• I need to get better at Rocksmith.

  • There are two new interviews this morning with Peter Molyneux about the failure of Godus to ship a finished PC version two years and change after the game’s kickstarter crowdfunding completed with over half a million pounds which had an expected delivery date of September 2013.

    First up is Laura Kate Dale’s interview with Molyneux titled It’s over, I will not speak to the press again via Gameranx where we find out that he’s both quitting giving out interviews anymore and that his family is being harassed:

    “People get so frustrated with me, so much so that they’ve threatened me, they’ve threatened my family and it just cannot go on, it really can’t,” he says. 

    Awful. Failing to ship a game successfully isn’t worthy of harassment.

    The second interview is from John Walker, which is just an incredible read. Super long, but well worth going through.

    It makes particular mention of the Linux version, a financial stretch goal on the original Godus kickstarter that was reached, but will probably never ship due to an issue with the engine:

    Peter Molyneux: No, it wasn’t shitty of us. If you look at Kickstarter campaigns a lot of people do this, and at that time, you know, Linux seemed more than possible, and we’re waiting for an update from Marmalade to do Linux and they just haven’t supplied it. At that time, it was on the cards for them to develop. They haven’t developed it. And us going back and re-writing the whole of the middleware is, would mean that the development of Godus would stop. We’ve considered it. But you know, it’s months of work.

    In both of these interviews Molyneux says it is the last he’ll ever do, which is what both journalists believed until reading the other interviews.

    I still hope that Godus eventually becomes a great game, but it does not seem likely based on the mobile version at least. The world-sculpting there was as much fun as it seemed like it would be from the kickstarter, but the game limited the sculpting and gated all progress through micro transactions or the standard free to play timers thave have been with us since the old facebook game Mafia Wars.

    If Godus hadn’t been free-to-play on mobile it would have been work that could have gone into the PC version and both versions could have been better and probably would have been completable. 

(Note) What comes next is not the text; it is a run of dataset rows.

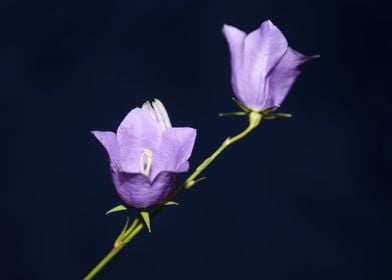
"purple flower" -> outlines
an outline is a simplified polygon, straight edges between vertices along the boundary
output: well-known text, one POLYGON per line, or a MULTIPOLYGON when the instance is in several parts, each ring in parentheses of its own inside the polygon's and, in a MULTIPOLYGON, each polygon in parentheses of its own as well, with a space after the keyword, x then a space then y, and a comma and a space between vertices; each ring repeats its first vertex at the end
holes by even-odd
POLYGON ((280 105, 300 73, 298 67, 314 58, 291 49, 269 20, 248 35, 230 25, 224 25, 223 33, 230 48, 234 95, 250 109, 280 105))
POLYGON ((163 104, 133 109, 117 134, 93 131, 109 154, 114 186, 131 207, 146 208, 164 202, 174 187, 177 173, 186 172, 196 130, 172 127, 163 104))

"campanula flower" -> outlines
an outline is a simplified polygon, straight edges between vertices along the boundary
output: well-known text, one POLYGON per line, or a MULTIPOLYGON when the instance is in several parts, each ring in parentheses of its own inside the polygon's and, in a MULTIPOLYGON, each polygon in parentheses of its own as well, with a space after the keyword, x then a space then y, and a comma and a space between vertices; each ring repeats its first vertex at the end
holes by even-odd
POLYGON ((172 127, 155 99, 125 117, 117 129, 93 131, 105 147, 114 186, 127 206, 147 208, 165 201, 178 173, 189 168, 196 130, 172 127))
POLYGON ((269 20, 249 34, 224 25, 223 34, 231 54, 234 95, 252 110, 279 106, 300 73, 298 67, 314 58, 291 49, 269 20))

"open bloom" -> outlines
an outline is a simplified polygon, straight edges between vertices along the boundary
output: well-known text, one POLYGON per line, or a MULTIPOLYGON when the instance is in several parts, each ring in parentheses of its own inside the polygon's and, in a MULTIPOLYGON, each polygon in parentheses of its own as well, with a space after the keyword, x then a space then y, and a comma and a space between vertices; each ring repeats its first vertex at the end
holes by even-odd
POLYGON ((250 109, 280 105, 300 73, 298 67, 314 58, 291 49, 269 20, 248 35, 224 25, 223 34, 231 54, 234 95, 250 109))
POLYGON ((131 207, 164 202, 177 173, 186 172, 196 130, 173 128, 163 104, 155 99, 135 108, 117 133, 93 131, 109 154, 114 186, 131 207))

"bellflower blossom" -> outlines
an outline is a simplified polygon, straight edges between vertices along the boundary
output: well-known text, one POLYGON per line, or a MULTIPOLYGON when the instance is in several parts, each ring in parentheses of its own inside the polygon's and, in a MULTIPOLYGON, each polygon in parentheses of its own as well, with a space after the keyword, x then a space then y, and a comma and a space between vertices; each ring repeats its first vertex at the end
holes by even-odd
POLYGON ((231 54, 234 95, 252 110, 279 106, 300 73, 298 67, 315 57, 290 48, 269 20, 249 34, 224 25, 223 34, 231 54))
POLYGON ((93 131, 105 147, 117 193, 127 206, 147 208, 165 201, 175 176, 186 172, 196 130, 172 127, 163 104, 155 99, 133 109, 117 133, 93 131))

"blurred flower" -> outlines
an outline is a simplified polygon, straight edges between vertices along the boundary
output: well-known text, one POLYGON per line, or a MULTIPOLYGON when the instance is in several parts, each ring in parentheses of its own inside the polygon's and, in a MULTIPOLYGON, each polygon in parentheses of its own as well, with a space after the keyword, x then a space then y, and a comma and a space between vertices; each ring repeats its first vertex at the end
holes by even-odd
POLYGON ((298 67, 315 58, 288 47, 269 20, 248 35, 224 25, 223 34, 230 48, 234 95, 253 110, 279 106, 300 73, 298 67))
POLYGON ((174 187, 177 173, 186 172, 196 130, 173 128, 163 104, 133 109, 117 134, 92 131, 109 154, 113 183, 131 207, 146 208, 164 202, 174 187))

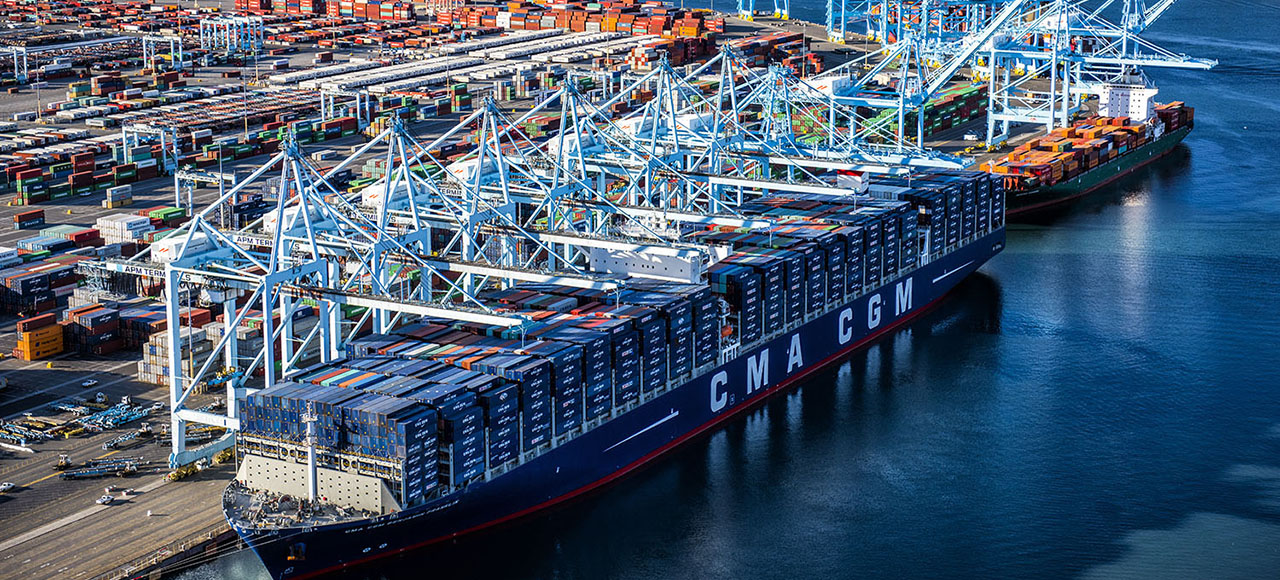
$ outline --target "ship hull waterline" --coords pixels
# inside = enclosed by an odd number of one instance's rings
[[[998,228],[489,481],[376,519],[232,528],[275,579],[314,577],[524,517],[614,481],[923,314],[1005,246]],[[289,556],[301,558],[289,560]]]
[[[1007,198],[1007,216],[1019,218],[1055,210],[1070,201],[1093,193],[1108,183],[1130,175],[1133,172],[1169,155],[1190,131],[1190,125],[1170,131],[1134,151],[1112,159],[1066,182],[1024,192],[1010,192]]]

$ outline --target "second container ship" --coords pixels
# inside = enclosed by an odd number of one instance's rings
[[[1002,178],[1009,216],[1057,207],[1164,157],[1196,125],[1183,102],[1134,117],[1088,117],[1019,145],[979,169]]]
[[[227,520],[292,579],[588,493],[941,300],[1004,248],[1002,186],[943,170],[767,195],[739,211],[768,228],[680,232],[719,256],[704,283],[517,283],[483,300],[522,328],[428,318],[356,339],[242,403]]]

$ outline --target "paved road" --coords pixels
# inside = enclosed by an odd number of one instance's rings
[[[221,531],[220,498],[230,475],[229,465],[177,483],[155,475],[123,502],[78,503],[73,513],[0,542],[0,570],[32,580],[95,577],[175,549],[177,542]]]

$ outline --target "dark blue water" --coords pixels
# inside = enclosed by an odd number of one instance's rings
[[[1280,577],[1277,17],[1175,5],[1148,37],[1222,63],[1149,72],[1185,143],[908,329],[603,493],[346,576]]]

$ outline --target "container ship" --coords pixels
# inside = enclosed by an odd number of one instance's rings
[[[529,323],[416,319],[250,394],[228,522],[293,579],[526,516],[867,346],[1005,245],[1002,181],[983,172],[778,192],[737,211],[771,225],[673,233],[718,257],[700,283],[489,289],[485,303]]]
[[[1079,119],[979,169],[1004,178],[1010,218],[1059,207],[1164,157],[1196,124],[1183,102],[1135,109]]]

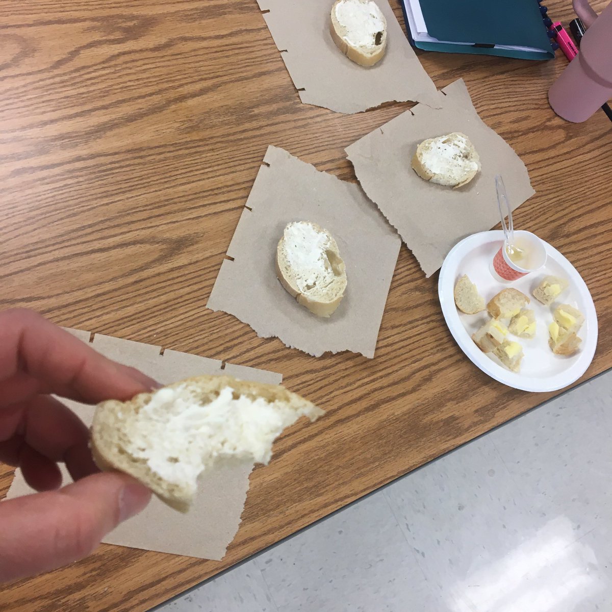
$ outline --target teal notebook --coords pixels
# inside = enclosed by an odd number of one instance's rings
[[[536,0],[401,0],[408,35],[420,49],[551,59]]]

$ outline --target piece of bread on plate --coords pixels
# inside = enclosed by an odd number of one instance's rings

  • Raptor was the best shoot-em-up on computers for a long time, it’s exciting to get the chance to play it again thanks to DotEMU. This time it’s the “2015 Edition” which seems to only add Steam’s achievement system to the game. Gog previously had the most recent update with the “2010 Edition.” I’m still writing “Year of the Linux Desktop” on my checks. Both versions are, unfortunately, only for Windows computers.

  • Jason Schreier has this article with anecdotes from various layoffs in the game industry.

  • Jon Ronson’s How One Stupid Tweet Blew Up Justine Sacco’s Life:

    In the early days of Twitter, I was a keen shamer. When newspaper columnists made racist or homophobic statements, I joined the pile-on. Sometimes I led it.

    The journalist A. A. Gill once wrote a column about shooting a baboon on safari in Tanzania: “I’m told they can be tricky to shoot. They run up trees, hang on for grim life. They die hard, baboons. But not this one. A soft-nosed .357 blew his lungs out.” Gill did the deed because he “wanted to get a sense of what it might be like to kill someone, a stranger.”

    I was among the first people to alert social media. (This was because Gill always gave my television documentaries bad reviews, so I tended to keep a vigilant eye on things he could be got for.) Within minutes, it was everywhere. Amid the hundreds of congratulatory messages I received, one stuck out: “Were you a bully at school?”

    Still, in those early days, the collective fury felt righteous, powerful and effective. It felt as if hierarchies were being dismantled, as if justice were being democratized. As time passed, though, I watched these shame campaigns multiply, to the point that they targeted not just powerful institutions and public figures but really anyone perceived to have done something offensive. I also began to marvel at the disconnect between the severity of the crime and the gleeful savagery of the punishment. It almost felt as if shamings were now happening for their own sake, as if they were following a script.

    Every mistake is a learning opportunity. When somebody doesn’t get the opportunity to recover because their career and life get destroyed by public shaming, they don’t get a chance to learn.

    Even Sam Biddle, the person who initially brought the public shaming to the subject of Ronson’s article realized his mistake and publicly apologized.